To the drumbeat of industrial salvage, participants wield sledgehammers to trash whatever disused and defunct electrical appliances have been accumulated for the occasion. It’s not just a free-for-all though, with ten people at a time being permitted 10 minutes of mayhem in the Scrap Pit. The club offers a ‘controlled environment’ where you can find an outlet for all those violent fantasies devised amid tube rage or desk-bound breakdown. First aiders will be within reach and gloves, goggles and hard hats issued, but in essence, it’s a triumph of anarchic impulse over Health and Safety.
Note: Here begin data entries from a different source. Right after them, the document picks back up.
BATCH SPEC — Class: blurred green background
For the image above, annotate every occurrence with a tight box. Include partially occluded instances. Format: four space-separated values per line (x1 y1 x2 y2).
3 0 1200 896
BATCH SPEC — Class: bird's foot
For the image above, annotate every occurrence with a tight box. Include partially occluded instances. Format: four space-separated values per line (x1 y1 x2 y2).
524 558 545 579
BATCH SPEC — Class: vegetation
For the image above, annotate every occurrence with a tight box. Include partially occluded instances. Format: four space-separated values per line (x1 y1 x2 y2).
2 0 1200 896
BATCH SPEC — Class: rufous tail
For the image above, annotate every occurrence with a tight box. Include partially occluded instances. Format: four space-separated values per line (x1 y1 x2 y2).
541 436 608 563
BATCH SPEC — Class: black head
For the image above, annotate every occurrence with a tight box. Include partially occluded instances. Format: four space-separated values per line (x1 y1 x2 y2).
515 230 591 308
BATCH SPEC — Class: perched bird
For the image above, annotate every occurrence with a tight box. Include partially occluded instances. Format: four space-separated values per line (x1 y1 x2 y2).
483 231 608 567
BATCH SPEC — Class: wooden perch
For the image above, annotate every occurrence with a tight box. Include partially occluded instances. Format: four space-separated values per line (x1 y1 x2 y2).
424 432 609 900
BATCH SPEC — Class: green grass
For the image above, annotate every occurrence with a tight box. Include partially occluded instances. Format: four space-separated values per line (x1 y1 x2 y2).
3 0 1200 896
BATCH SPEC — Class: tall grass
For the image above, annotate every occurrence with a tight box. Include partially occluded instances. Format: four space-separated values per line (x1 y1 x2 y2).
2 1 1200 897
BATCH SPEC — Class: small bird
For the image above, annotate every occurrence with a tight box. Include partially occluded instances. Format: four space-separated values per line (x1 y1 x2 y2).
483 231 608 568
Having gained a cult following from destructivist art devotees and stressed out office workers alike, this weekend’s event has been endowed with extra significance by circumstance. Although the 9/11 date is more by accident than design, there’s certainly an added gravitas in coinciding with the ten year anniversary of what Cahen calls ‘the most influential destructive event of the 21st century’ on a site dwarfed by the 2012 Olympic stadium. ‘It’s not a political act, but we want to remind people of the destructive process inherent in regeneration,’ Cahen explains. Nor can the curators or ‘clubbers’ ignore the fall out from this summer’s riots. Paradoxically, Scrap Club may even help exorcise some of those ‘smash and grab’ demons, as people take back the control from the tyranny of objects that we seemingly can’t live with - and can’t live without.

By Kirsty McQuire

Scrap Club is outdoors in Forman's Smokehouse Gallery car park, Stour Road, Hackney Wick E3 2NT on Sunday, 11 September between 1.30-5.30pm. Tickets £10.